Progressives complain that the very wealthy often pay lower “effective” tax rates than wage earners, but their total tax contribution still vastly exceeds that of the bottom 50 percent of earners—those making below $50,000 annually who contribute three percent of total federal income tax revenue each year.
There’s something depressing about oligarchs flaunting their wealth with billion-dollar weddings, “concierge doctors,” and luxury survival bunkers while not balancing out their ego-driven self-indulgence by financing measures that would make life easier for the hard-working people who have to fight for every trickle-down scrap.
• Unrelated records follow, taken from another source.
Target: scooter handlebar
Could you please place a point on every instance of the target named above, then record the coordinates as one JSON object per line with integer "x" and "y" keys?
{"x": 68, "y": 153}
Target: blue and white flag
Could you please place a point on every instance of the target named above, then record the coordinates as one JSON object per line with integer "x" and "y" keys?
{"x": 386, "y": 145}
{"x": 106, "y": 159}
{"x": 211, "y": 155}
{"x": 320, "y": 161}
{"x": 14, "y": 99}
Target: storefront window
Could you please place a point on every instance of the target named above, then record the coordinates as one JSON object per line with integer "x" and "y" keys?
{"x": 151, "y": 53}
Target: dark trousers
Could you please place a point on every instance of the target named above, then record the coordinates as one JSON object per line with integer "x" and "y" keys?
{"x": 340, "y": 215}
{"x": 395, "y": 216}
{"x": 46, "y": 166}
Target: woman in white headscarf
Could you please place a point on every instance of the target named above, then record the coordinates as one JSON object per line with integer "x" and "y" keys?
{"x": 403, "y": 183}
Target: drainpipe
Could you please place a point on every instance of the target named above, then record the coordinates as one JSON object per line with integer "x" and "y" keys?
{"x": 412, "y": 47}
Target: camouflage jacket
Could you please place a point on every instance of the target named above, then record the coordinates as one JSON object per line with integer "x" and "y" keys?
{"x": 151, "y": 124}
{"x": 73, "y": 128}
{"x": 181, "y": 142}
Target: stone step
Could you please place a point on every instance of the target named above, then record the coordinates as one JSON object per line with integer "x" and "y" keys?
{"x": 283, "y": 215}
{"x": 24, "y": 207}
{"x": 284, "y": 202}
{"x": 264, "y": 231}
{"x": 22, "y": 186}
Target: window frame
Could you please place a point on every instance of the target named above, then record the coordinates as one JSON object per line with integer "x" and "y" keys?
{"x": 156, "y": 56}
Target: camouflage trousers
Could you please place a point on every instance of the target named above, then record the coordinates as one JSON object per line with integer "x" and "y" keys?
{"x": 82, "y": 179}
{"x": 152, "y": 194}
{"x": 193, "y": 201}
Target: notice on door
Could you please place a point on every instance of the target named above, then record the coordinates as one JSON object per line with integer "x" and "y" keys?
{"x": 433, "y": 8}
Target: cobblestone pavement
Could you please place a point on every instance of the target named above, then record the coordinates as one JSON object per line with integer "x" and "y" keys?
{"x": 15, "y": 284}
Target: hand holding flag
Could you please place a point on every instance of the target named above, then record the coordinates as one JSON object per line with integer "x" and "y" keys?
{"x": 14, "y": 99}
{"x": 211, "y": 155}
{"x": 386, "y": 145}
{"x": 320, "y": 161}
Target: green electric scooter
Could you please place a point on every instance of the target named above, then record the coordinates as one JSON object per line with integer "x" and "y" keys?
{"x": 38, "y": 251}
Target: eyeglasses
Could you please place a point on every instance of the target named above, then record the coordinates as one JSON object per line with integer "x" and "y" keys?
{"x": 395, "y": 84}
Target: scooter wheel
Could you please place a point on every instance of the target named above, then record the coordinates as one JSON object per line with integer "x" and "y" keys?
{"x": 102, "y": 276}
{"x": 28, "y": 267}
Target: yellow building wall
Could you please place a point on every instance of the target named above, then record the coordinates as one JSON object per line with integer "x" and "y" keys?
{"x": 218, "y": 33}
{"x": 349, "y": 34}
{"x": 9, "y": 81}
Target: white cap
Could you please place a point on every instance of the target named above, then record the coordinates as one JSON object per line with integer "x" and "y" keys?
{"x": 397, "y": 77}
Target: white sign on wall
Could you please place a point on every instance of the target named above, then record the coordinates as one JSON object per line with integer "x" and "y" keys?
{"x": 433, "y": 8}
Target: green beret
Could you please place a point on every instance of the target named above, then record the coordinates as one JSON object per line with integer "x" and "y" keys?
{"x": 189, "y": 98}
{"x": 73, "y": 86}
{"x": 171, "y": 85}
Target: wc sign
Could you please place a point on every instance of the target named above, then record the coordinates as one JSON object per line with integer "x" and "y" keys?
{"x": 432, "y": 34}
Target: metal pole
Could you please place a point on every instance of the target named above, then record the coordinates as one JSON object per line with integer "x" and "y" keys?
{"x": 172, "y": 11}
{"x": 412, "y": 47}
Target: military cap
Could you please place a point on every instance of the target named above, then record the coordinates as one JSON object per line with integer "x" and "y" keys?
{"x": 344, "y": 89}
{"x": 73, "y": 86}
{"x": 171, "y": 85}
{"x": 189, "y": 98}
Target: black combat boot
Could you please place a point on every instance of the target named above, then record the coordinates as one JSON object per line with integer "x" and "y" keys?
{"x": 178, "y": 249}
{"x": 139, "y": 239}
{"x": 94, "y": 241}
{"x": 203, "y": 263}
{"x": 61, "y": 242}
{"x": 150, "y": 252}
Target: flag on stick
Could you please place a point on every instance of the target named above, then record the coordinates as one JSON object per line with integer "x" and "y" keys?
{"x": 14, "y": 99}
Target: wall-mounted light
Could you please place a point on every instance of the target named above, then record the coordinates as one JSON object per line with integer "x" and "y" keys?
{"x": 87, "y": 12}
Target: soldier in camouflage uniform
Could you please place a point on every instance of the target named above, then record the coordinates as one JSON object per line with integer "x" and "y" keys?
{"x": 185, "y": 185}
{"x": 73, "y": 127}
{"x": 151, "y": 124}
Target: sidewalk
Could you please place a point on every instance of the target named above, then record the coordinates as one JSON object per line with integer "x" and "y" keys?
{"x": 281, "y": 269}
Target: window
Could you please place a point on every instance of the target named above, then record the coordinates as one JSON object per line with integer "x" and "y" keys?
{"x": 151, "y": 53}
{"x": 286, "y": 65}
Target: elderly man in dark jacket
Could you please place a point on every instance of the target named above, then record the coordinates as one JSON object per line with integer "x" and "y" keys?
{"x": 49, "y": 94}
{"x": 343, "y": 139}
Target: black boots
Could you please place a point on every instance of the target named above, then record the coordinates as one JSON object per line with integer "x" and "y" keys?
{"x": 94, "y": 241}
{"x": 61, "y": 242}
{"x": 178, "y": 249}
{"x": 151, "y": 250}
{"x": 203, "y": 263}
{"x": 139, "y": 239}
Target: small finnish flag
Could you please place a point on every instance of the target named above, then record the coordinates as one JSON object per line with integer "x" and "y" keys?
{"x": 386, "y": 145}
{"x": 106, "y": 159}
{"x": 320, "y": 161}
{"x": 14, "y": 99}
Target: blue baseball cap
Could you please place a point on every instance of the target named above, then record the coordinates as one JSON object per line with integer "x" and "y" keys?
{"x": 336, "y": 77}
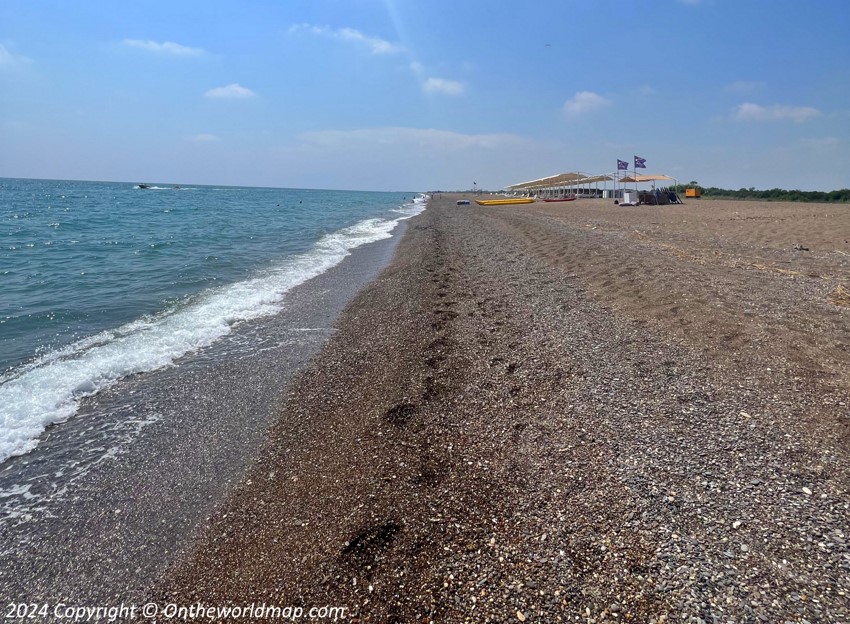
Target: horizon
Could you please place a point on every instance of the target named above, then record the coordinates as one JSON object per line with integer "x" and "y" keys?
{"x": 392, "y": 94}
{"x": 350, "y": 190}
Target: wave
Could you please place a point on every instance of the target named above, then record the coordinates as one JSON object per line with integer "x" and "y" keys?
{"x": 49, "y": 389}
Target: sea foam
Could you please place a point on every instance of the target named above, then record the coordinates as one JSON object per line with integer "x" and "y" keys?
{"x": 49, "y": 389}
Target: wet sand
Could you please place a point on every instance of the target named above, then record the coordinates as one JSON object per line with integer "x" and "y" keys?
{"x": 564, "y": 412}
{"x": 116, "y": 493}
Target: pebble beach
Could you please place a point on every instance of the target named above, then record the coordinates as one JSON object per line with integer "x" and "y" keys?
{"x": 552, "y": 413}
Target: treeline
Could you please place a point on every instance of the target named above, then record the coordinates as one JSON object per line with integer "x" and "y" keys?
{"x": 842, "y": 196}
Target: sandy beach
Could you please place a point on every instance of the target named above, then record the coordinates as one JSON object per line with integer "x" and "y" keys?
{"x": 564, "y": 412}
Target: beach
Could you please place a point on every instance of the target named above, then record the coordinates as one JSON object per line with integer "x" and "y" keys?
{"x": 560, "y": 413}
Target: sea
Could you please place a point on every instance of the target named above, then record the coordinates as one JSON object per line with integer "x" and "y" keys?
{"x": 104, "y": 282}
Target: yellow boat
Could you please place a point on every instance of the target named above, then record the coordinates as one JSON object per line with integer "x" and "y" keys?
{"x": 503, "y": 202}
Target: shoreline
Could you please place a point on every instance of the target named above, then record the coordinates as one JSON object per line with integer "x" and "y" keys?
{"x": 550, "y": 414}
{"x": 181, "y": 436}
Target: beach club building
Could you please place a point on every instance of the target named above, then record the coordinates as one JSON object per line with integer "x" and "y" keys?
{"x": 579, "y": 184}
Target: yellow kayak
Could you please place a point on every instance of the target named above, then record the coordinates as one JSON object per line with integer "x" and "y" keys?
{"x": 503, "y": 202}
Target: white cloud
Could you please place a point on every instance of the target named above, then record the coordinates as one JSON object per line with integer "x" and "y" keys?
{"x": 163, "y": 47}
{"x": 350, "y": 35}
{"x": 777, "y": 112}
{"x": 821, "y": 143}
{"x": 7, "y": 59}
{"x": 441, "y": 85}
{"x": 584, "y": 102}
{"x": 420, "y": 137}
{"x": 233, "y": 91}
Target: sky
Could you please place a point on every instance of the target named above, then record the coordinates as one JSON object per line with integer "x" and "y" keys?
{"x": 427, "y": 94}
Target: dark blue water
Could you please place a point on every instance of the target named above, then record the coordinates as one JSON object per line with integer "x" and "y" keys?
{"x": 102, "y": 280}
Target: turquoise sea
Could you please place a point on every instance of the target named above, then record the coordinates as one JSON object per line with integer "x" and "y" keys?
{"x": 99, "y": 281}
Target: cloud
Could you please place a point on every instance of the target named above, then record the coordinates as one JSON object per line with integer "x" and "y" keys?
{"x": 743, "y": 86}
{"x": 584, "y": 102}
{"x": 418, "y": 137}
{"x": 441, "y": 85}
{"x": 350, "y": 35}
{"x": 7, "y": 59}
{"x": 777, "y": 112}
{"x": 233, "y": 91}
{"x": 821, "y": 143}
{"x": 164, "y": 47}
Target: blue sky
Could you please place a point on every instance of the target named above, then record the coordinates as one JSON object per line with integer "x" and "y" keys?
{"x": 404, "y": 95}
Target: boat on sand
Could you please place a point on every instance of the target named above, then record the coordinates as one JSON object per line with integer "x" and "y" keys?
{"x": 505, "y": 201}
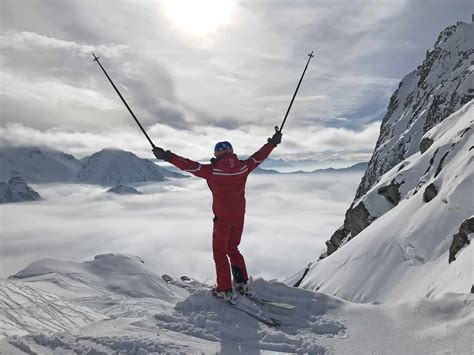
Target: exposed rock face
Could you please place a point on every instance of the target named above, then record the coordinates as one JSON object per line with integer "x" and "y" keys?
{"x": 390, "y": 192}
{"x": 460, "y": 239}
{"x": 441, "y": 85}
{"x": 425, "y": 97}
{"x": 430, "y": 192}
{"x": 335, "y": 241}
{"x": 356, "y": 220}
{"x": 425, "y": 144}
{"x": 16, "y": 190}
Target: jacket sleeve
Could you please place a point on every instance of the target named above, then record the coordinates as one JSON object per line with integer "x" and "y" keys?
{"x": 200, "y": 170}
{"x": 259, "y": 156}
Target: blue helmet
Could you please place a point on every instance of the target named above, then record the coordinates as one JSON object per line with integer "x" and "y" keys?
{"x": 222, "y": 148}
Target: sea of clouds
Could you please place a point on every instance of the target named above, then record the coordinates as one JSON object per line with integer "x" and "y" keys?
{"x": 288, "y": 219}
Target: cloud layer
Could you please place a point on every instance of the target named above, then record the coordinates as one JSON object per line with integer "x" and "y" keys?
{"x": 170, "y": 226}
{"x": 238, "y": 75}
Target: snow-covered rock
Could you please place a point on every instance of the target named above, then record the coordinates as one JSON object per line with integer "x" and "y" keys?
{"x": 26, "y": 309}
{"x": 16, "y": 190}
{"x": 406, "y": 233}
{"x": 119, "y": 274}
{"x": 407, "y": 251}
{"x": 37, "y": 165}
{"x": 124, "y": 190}
{"x": 201, "y": 324}
{"x": 425, "y": 97}
{"x": 111, "y": 167}
{"x": 441, "y": 85}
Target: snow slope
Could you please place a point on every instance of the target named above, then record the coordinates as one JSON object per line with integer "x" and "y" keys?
{"x": 403, "y": 254}
{"x": 113, "y": 167}
{"x": 77, "y": 314}
{"x": 36, "y": 165}
{"x": 124, "y": 190}
{"x": 16, "y": 190}
{"x": 425, "y": 97}
{"x": 25, "y": 309}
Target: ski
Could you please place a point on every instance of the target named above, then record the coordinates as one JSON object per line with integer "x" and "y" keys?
{"x": 190, "y": 284}
{"x": 272, "y": 322}
{"x": 175, "y": 282}
{"x": 253, "y": 297}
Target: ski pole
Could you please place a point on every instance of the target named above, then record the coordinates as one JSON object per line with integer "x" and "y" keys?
{"x": 310, "y": 55}
{"x": 96, "y": 59}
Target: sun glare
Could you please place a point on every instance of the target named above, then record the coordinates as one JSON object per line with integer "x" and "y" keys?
{"x": 199, "y": 17}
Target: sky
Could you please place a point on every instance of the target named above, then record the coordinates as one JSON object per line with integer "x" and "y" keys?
{"x": 170, "y": 225}
{"x": 197, "y": 72}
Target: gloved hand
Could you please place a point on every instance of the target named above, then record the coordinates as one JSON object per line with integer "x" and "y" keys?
{"x": 161, "y": 154}
{"x": 276, "y": 138}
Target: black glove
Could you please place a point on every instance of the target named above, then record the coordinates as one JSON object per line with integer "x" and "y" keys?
{"x": 161, "y": 154}
{"x": 276, "y": 138}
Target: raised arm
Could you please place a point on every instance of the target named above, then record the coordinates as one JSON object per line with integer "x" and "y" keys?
{"x": 200, "y": 170}
{"x": 259, "y": 156}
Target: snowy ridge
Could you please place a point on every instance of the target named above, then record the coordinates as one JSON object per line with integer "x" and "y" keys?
{"x": 25, "y": 309}
{"x": 439, "y": 87}
{"x": 118, "y": 274}
{"x": 425, "y": 97}
{"x": 403, "y": 253}
{"x": 113, "y": 167}
{"x": 37, "y": 165}
{"x": 124, "y": 190}
{"x": 107, "y": 167}
{"x": 73, "y": 313}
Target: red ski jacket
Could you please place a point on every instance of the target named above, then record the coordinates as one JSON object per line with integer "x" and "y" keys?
{"x": 226, "y": 178}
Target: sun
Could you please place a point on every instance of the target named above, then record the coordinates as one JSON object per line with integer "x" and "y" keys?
{"x": 199, "y": 17}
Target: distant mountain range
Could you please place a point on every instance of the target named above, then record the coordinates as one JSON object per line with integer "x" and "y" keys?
{"x": 359, "y": 167}
{"x": 107, "y": 167}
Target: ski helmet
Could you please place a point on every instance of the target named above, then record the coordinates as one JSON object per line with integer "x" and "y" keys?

It suggests a lack of moral fiber. But the wealth tax is neither politically nor economically the solution.
Republicans oppose such a tax overwhelmingly, and centrist Democrats are leery of it. Even with Democratic control of the White House, the 60-vote threshold in the Senate makes passing a new, direct tax on assets little more than a class- warrior pipedream/useful populist campaign slogan within our current political dynamics.
Maybe it's time for the Democrats to seek more creative and practical means to rectify the “wealth inequality.” While Bernie Sanders can't give a speech without railing against the billionaires that are holding America back from the socialist utopia he envisions, he's only tilting against windmills. Wealth inequality is built into the entrepreneurial-friendly American form of capitalism that's produced so many successful billionaires and all the jobs they bring with them.
Having a boogeyman to rail against is a standard scapegoating tactic in the populist playbook. The truth is that much of the left-wing, Marxist-tinged animosity against the rich stems from envy. Democrats should ditch that negativity and focus on prosperity and mobility rather than obsessing over the relative gaps. Wealth isn't a fixed pie that billionaires are hogging too much of. They increase the size of the pie.
The idea is to give those in the lower economic tiers a bigger slice of that larger pie. A good start would be easing up on the restrictive governmental job-licensing requirements applied to around 1000 occupations now, up from a couple of decades ago. They hit low- and mid-skill trades hardest. Zoning and land-use deregulation could massively increase housing supply, making housing more affordable and construction jobs more plentiful. Politicians could propose expanding technical/vocational education over the traditional four-year paths that leave so many with poor job prospects and burdened by debt.
Opportunity and cost reduction are key to raising “absolute prosperity.” Railing against billionaires is a performative hobbyhorse useful for producing little more than loud applause at political rallies.